ArtSeen
Will Ryman: New York, New York

On View
Chart GalleryWill Ryman: New York, New York
September 9–October 22, 2022
New York
Will Ryman’s exhibition New York, New York at Chart Gallery celebrates the city’s absurdity, vitality, grittiness, and beauty with ten sculptural works conceived as vignettes of street life. At the entrance to the gallery the floor sculpture Popcorn (2022), which features Ryman’s signature pigeons, constructed of nails, steel and resin, delighting in an overturned bucket of buttery white kernels, sets a spirited mood. The birds are surrounded by detritus—cigarette butts, a discarded soda can, a ripe strawberry, which Ryman renders with a charming touch. His elevation of the pedestrian aspects of urban experience has a nostalgic quality, evoking both Ryman’s urban scenes series of 2007, as well as the legacy of Claes Oldenburg and Red Grooms.
The vintage aesthetic is evident in Utopia (2022), an old-fashioned metal trash bin piled high with soda cans, fruit cores, a metro-card, a broken umbrella and Styrofoam takeout containers. The tower of trash creates a totem pole emblazoned with brand names such as Coca-Cola, Dr. Pepper, Tab, Yahoo. Ryman adds additional smaller labels to the garbage pile with words cut from newspaper headlines including “Goodbye”, “Vicious,” and “Utopia.” Although brightly colored and whimsically constructed, the sculpture draws attention to the intractable effects of our disposable consumer culture, which has defined the late twentieth and twenty-first century.

The tension between the organic and manufactured also appears in The Hip Hop Streets (2022), in which natural forces triumph as red roses, a nod to Ryman’s 2011 midtown installation The Roses.
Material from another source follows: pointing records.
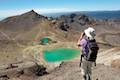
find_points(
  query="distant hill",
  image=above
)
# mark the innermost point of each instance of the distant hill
(95, 14)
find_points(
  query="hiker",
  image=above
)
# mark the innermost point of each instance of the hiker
(89, 49)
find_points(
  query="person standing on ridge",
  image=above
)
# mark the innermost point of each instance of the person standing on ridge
(89, 49)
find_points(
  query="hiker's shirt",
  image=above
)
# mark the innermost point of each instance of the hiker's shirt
(85, 49)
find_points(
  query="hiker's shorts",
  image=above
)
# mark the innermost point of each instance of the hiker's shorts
(86, 67)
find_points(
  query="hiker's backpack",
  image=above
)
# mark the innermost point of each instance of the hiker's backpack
(93, 50)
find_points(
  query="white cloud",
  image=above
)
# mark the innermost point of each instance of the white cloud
(6, 13)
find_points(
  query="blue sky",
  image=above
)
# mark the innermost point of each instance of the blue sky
(15, 7)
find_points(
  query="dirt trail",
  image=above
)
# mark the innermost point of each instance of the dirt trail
(71, 71)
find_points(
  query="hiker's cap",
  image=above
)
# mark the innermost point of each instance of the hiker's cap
(90, 32)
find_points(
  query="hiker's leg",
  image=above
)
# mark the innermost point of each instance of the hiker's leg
(89, 69)
(83, 70)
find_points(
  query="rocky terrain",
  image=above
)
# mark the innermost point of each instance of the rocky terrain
(20, 35)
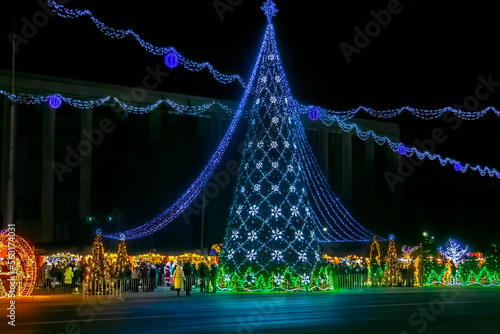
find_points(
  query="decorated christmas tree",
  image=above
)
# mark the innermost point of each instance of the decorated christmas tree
(98, 278)
(472, 279)
(492, 259)
(271, 225)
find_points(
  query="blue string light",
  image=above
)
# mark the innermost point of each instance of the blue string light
(270, 222)
(190, 65)
(57, 99)
(172, 60)
(314, 113)
(407, 151)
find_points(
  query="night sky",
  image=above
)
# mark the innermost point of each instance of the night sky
(428, 56)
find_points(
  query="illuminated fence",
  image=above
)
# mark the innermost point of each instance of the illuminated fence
(112, 287)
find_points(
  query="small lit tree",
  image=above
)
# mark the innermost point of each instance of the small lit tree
(454, 252)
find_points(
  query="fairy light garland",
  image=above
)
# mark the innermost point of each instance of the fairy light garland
(330, 116)
(408, 151)
(172, 56)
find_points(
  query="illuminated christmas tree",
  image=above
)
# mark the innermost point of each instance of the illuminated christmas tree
(122, 259)
(472, 279)
(97, 282)
(484, 277)
(392, 274)
(432, 278)
(271, 224)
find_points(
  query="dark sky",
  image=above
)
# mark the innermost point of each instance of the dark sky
(429, 56)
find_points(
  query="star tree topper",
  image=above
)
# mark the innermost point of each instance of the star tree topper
(269, 8)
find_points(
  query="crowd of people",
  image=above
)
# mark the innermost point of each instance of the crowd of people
(144, 276)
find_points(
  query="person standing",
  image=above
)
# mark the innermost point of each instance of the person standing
(172, 269)
(152, 278)
(178, 278)
(213, 275)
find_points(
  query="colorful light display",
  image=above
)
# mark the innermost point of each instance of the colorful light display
(334, 115)
(454, 252)
(270, 227)
(18, 267)
(97, 282)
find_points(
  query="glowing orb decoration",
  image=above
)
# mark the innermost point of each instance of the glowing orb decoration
(402, 149)
(172, 59)
(55, 101)
(18, 269)
(314, 113)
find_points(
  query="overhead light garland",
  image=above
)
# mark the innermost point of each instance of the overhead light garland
(55, 101)
(333, 115)
(172, 57)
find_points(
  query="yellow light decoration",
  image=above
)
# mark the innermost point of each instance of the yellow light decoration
(23, 266)
(417, 270)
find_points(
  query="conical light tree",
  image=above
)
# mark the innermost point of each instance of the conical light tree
(270, 226)
(122, 258)
(392, 273)
(99, 269)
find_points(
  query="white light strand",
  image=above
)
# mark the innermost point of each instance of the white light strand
(409, 151)
(89, 104)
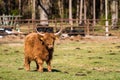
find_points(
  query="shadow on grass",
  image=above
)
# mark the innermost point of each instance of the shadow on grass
(45, 70)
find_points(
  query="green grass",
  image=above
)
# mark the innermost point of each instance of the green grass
(73, 60)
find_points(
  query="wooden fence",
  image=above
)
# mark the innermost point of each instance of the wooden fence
(86, 28)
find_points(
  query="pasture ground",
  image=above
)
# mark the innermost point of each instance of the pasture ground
(75, 58)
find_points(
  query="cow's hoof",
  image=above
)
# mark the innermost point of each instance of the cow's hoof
(49, 70)
(40, 71)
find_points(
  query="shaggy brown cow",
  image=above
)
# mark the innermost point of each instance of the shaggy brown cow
(39, 48)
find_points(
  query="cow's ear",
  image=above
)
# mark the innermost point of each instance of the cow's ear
(40, 37)
(56, 37)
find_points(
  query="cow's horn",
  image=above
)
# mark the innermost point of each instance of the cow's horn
(58, 32)
(40, 33)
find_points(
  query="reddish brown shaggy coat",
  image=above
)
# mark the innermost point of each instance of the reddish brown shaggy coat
(39, 48)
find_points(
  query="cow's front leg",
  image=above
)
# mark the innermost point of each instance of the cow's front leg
(40, 65)
(49, 65)
(27, 64)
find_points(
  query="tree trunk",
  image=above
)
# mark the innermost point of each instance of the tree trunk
(81, 7)
(20, 7)
(60, 6)
(85, 11)
(77, 13)
(33, 10)
(70, 13)
(114, 10)
(43, 11)
(94, 12)
(106, 17)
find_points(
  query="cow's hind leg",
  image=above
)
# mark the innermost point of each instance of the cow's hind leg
(49, 65)
(37, 66)
(27, 64)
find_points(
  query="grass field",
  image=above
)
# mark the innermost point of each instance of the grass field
(73, 60)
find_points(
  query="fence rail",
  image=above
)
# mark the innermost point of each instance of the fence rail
(86, 28)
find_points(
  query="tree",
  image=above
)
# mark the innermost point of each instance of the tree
(33, 10)
(81, 12)
(114, 12)
(43, 11)
(70, 13)
(60, 6)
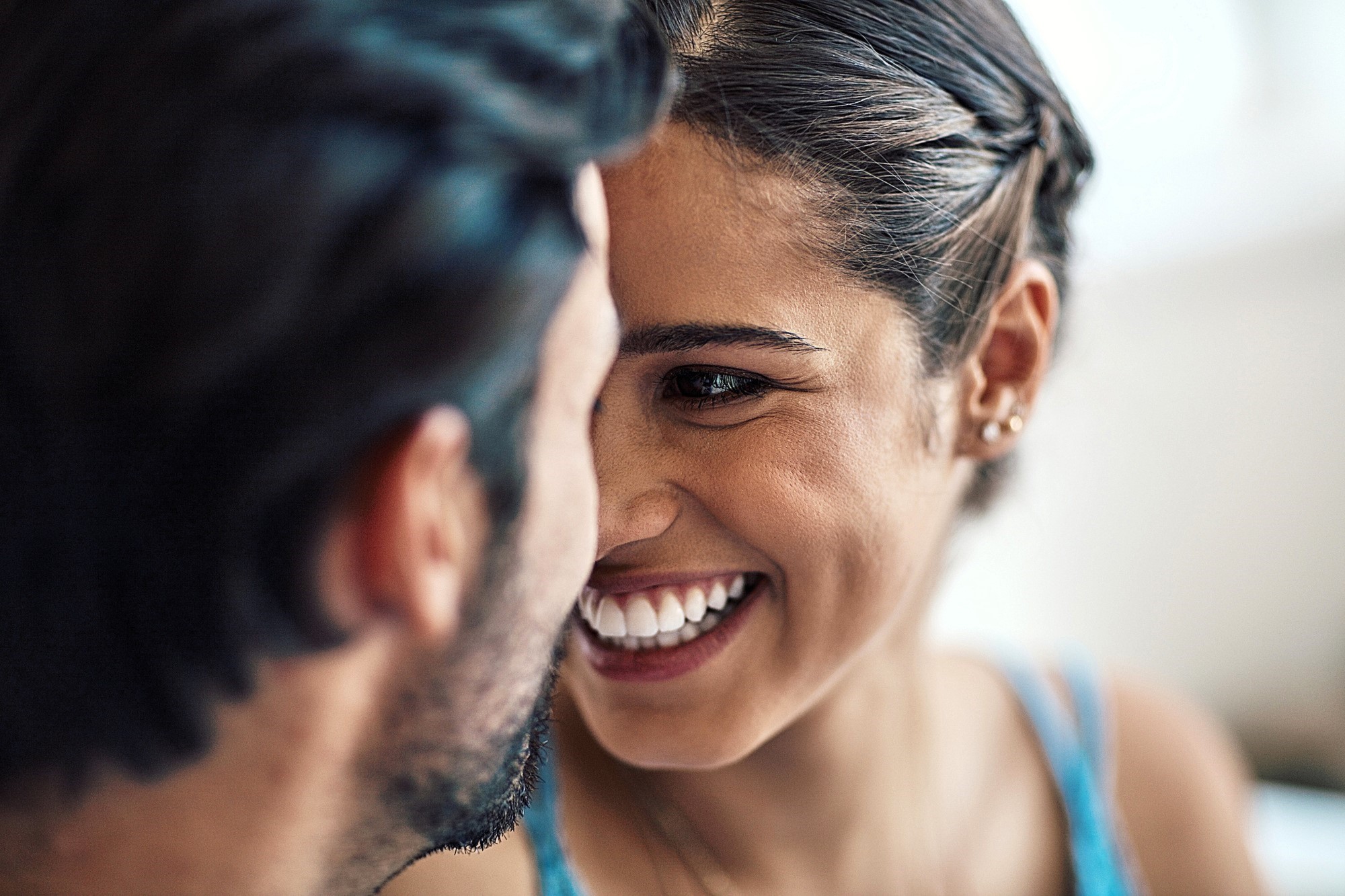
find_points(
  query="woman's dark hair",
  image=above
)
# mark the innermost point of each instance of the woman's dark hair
(240, 243)
(941, 145)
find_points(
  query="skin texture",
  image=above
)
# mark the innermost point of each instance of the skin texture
(825, 749)
(291, 801)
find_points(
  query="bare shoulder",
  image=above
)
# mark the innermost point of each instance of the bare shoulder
(1182, 787)
(505, 869)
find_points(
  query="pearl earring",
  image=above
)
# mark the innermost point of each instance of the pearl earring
(995, 431)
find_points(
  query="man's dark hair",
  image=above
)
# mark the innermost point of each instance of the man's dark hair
(240, 243)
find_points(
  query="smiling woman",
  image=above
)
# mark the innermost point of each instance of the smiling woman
(839, 272)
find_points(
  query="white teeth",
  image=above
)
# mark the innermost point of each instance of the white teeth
(611, 620)
(641, 619)
(672, 616)
(673, 622)
(719, 596)
(695, 604)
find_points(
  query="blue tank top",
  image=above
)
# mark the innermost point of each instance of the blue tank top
(1077, 754)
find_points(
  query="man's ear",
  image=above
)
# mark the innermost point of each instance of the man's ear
(1001, 376)
(411, 542)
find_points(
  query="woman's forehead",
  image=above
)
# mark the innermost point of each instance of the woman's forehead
(696, 237)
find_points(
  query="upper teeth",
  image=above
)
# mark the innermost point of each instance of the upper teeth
(665, 612)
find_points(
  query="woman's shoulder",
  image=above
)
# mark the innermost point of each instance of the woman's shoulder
(505, 869)
(1182, 788)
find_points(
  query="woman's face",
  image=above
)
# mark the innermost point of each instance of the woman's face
(766, 428)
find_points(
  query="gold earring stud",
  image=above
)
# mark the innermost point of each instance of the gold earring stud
(993, 431)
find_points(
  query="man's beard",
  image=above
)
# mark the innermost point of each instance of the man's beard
(465, 739)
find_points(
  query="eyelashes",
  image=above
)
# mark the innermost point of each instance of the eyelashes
(709, 388)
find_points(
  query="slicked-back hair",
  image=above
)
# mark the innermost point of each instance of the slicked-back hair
(240, 243)
(942, 147)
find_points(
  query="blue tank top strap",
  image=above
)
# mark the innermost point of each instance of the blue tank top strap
(543, 822)
(1079, 764)
(1094, 731)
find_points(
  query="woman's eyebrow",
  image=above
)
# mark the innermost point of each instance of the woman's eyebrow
(688, 337)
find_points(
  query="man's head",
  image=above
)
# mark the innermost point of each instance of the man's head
(274, 278)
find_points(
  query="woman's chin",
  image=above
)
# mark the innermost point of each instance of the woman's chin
(668, 741)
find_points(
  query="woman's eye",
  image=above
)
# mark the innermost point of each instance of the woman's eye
(703, 389)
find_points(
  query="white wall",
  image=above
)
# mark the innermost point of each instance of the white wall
(1182, 503)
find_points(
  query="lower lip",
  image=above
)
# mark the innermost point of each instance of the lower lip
(664, 663)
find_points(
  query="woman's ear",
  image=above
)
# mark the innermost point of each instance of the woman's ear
(410, 545)
(1001, 376)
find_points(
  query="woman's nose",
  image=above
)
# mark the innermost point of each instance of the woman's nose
(634, 501)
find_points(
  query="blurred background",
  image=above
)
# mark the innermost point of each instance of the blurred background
(1180, 506)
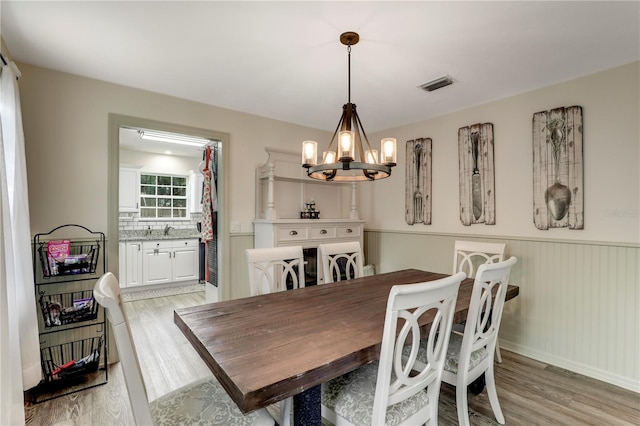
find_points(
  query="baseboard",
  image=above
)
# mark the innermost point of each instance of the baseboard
(585, 370)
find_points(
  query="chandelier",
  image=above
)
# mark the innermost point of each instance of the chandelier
(339, 161)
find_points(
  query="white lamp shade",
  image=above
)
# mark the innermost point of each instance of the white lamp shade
(310, 153)
(328, 157)
(388, 151)
(371, 156)
(346, 145)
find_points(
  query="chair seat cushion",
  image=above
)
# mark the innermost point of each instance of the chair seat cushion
(351, 396)
(453, 354)
(204, 402)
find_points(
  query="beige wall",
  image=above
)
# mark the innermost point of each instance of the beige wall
(66, 119)
(611, 108)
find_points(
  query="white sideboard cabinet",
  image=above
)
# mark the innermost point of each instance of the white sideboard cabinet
(282, 191)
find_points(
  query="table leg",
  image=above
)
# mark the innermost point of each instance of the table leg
(306, 408)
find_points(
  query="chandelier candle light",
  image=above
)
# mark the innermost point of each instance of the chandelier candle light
(339, 163)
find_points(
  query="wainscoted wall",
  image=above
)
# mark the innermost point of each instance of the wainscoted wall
(579, 302)
(239, 275)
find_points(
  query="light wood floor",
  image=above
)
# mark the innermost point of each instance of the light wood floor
(530, 392)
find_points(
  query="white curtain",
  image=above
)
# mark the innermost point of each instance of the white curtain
(19, 345)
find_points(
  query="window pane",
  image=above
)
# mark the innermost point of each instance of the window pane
(148, 179)
(147, 212)
(167, 193)
(164, 202)
(148, 190)
(147, 202)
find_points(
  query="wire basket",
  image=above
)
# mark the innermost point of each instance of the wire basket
(67, 308)
(72, 359)
(77, 258)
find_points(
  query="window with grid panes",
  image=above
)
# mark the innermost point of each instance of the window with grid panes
(163, 196)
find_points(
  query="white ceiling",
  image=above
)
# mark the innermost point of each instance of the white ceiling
(283, 60)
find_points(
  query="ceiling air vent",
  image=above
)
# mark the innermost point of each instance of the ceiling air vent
(436, 84)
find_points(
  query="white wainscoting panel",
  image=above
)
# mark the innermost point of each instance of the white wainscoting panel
(579, 303)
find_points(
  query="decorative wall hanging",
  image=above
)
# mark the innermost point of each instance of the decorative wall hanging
(477, 179)
(418, 182)
(558, 198)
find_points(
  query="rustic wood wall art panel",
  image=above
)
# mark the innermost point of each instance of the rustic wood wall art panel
(418, 182)
(477, 176)
(558, 198)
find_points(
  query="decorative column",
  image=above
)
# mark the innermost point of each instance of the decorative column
(271, 210)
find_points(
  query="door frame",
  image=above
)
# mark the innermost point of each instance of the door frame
(116, 121)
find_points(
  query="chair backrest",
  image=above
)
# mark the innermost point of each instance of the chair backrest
(399, 376)
(485, 310)
(469, 255)
(275, 269)
(107, 293)
(341, 261)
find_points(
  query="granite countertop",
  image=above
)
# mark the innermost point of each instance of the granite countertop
(158, 234)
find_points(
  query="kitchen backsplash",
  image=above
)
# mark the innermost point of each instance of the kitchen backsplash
(136, 224)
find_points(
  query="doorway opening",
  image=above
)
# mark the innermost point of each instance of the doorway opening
(168, 191)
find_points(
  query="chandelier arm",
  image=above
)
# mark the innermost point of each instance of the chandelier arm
(357, 127)
(366, 139)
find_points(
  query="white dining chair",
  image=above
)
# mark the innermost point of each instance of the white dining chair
(272, 270)
(471, 355)
(202, 402)
(275, 269)
(395, 390)
(341, 260)
(468, 256)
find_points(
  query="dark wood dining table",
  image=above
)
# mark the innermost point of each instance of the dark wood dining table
(266, 348)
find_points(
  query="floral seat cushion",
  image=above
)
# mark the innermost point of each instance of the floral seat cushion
(453, 354)
(351, 396)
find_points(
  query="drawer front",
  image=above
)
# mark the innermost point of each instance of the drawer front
(323, 232)
(157, 244)
(184, 243)
(297, 233)
(348, 231)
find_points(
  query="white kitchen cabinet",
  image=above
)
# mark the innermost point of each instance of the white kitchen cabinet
(122, 264)
(133, 274)
(185, 260)
(129, 189)
(168, 261)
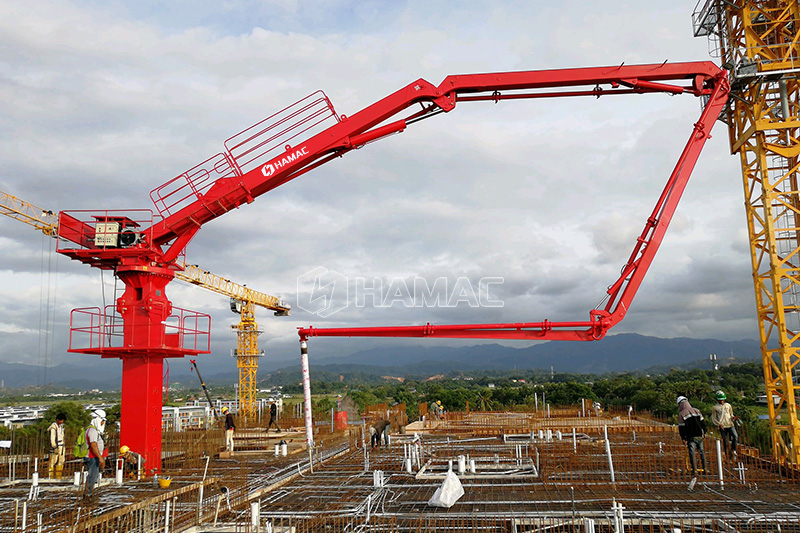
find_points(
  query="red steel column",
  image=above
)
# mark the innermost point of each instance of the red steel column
(144, 308)
(140, 424)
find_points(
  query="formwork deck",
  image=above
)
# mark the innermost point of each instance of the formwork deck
(537, 474)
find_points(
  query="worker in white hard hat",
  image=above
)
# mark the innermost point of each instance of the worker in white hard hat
(57, 454)
(132, 461)
(96, 461)
(230, 427)
(722, 416)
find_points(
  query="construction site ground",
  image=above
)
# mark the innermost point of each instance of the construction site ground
(519, 472)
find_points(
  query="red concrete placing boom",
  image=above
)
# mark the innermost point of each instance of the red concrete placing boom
(143, 249)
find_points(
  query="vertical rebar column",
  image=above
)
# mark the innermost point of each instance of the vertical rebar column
(307, 394)
(608, 453)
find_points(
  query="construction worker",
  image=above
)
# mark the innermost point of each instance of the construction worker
(57, 456)
(380, 427)
(96, 461)
(692, 428)
(132, 461)
(273, 416)
(722, 416)
(230, 427)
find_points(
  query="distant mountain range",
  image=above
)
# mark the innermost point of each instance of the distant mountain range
(615, 353)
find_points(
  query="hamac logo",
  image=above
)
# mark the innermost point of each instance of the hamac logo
(290, 157)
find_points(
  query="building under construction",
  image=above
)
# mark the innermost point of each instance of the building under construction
(563, 469)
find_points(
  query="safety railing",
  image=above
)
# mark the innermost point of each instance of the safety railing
(246, 150)
(93, 330)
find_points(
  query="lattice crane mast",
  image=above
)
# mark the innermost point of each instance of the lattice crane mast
(243, 299)
(142, 248)
(759, 43)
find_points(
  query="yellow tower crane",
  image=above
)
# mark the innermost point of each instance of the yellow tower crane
(243, 299)
(759, 44)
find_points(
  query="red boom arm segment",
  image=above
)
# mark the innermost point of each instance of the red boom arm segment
(707, 80)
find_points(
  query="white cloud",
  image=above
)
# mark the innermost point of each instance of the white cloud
(105, 101)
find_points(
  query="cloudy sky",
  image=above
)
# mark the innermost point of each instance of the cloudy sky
(102, 101)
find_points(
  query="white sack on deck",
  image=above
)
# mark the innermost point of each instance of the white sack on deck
(449, 493)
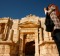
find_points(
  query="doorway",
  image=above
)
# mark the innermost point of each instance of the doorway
(28, 46)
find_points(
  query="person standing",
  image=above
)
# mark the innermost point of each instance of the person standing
(54, 14)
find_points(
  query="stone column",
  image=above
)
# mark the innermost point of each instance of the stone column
(21, 45)
(41, 35)
(50, 38)
(46, 37)
(36, 43)
(10, 35)
(5, 31)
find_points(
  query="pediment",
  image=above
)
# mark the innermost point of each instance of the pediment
(28, 25)
(30, 21)
(4, 20)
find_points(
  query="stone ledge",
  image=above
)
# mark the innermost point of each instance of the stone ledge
(46, 42)
(7, 43)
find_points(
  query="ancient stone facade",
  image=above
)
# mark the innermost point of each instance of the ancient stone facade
(26, 37)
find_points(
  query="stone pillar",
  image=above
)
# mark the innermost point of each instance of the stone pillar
(46, 37)
(41, 35)
(10, 35)
(5, 31)
(50, 38)
(21, 45)
(36, 43)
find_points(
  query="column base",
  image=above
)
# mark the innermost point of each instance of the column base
(36, 54)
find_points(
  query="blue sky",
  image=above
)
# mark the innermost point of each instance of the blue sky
(21, 8)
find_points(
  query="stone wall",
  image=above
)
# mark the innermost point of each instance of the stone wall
(13, 44)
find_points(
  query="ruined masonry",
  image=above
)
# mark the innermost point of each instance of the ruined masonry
(26, 37)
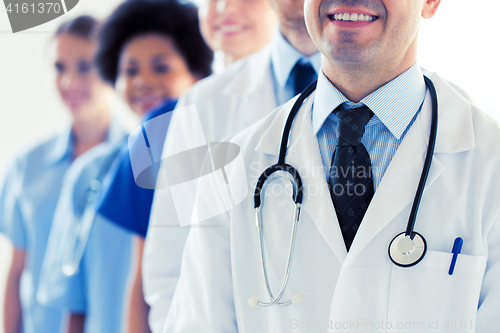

In contrast to the public sculpture, which burst forth from the planters along Park Avenue, in this small-scale version the flowers blossom in a muddy sidewalk planter strewn with pieces of trash. They evoke resilience and rejuvenation, both environmentally and for post-covid New York City.
Ryman’s spindly, egg-headed clay figures are spunky characters who beckon the visitor from the front to the back of the gallery. In NYPD (2022), a woman sits with legs casually crossed, her feet clad in platform shoes dangling from a pillar stamped with the police logo. Locks and chains dangle and adorn as earrings and a necklace, becoming items of self-expression rather than incarceration. Humorous, absurd details enliven the sculpture Give Us a Shot (2022), a multi-figure park-bench scene in which one protagonist enjoys a pigeon-feather sandwich as a pigeon swoops overhead. In Soothsayer (2022) a woman relaxes barefoot on a patchwork blanket. Her character is defined by eccentricities, from her white hat topped with a stuffed pheasant to her belt fastened with a clock for buckle. The figures are both familiar, their poses and actions drawn from the daily scenes of the city, and infused with elements of Gothic fantasy.

On the lower level of the gallery are two more works: Cinderella Story (2022), and The Exterminator (2008-2022). This grouping juxtaposes a pair of subway riders with a clan of businessmen who run from an exterminator wearing a hazmat suit. Cinderella Story features a woman in fringe dress, constructed of nails, eating ramen. At her feet is an apple core and beside her a man in a brightly colored sweatshirt tiredly rests his head in his hand. We are left to imagine where she has been and what she is returning to. Where is she in her process of transformation? Whereas Cinderella Story possesses a ruminative character, there is unsettling urgency in The Exterminator where miniature businessmen flee poison gas, arms flailing. Who is the exterminator? The sense of panic the work evokes alludes both to the pandemic and the continuous boom and bust cycles of contemporary finance.
While Ryman embraces some of the darker elements of daily life, these challenges are subsumed as part of the tough and wonderful New York experience. A New York native, he has worked in a studio on the Bowery for twenty years and witnessed the city’s evolution. He first began making handmade papier mâché figurative sculptures in 2003, while working as a playwright, to create a “a play without actors.” His return to the foundations of his practice in New York, New York is an inspired homecoming.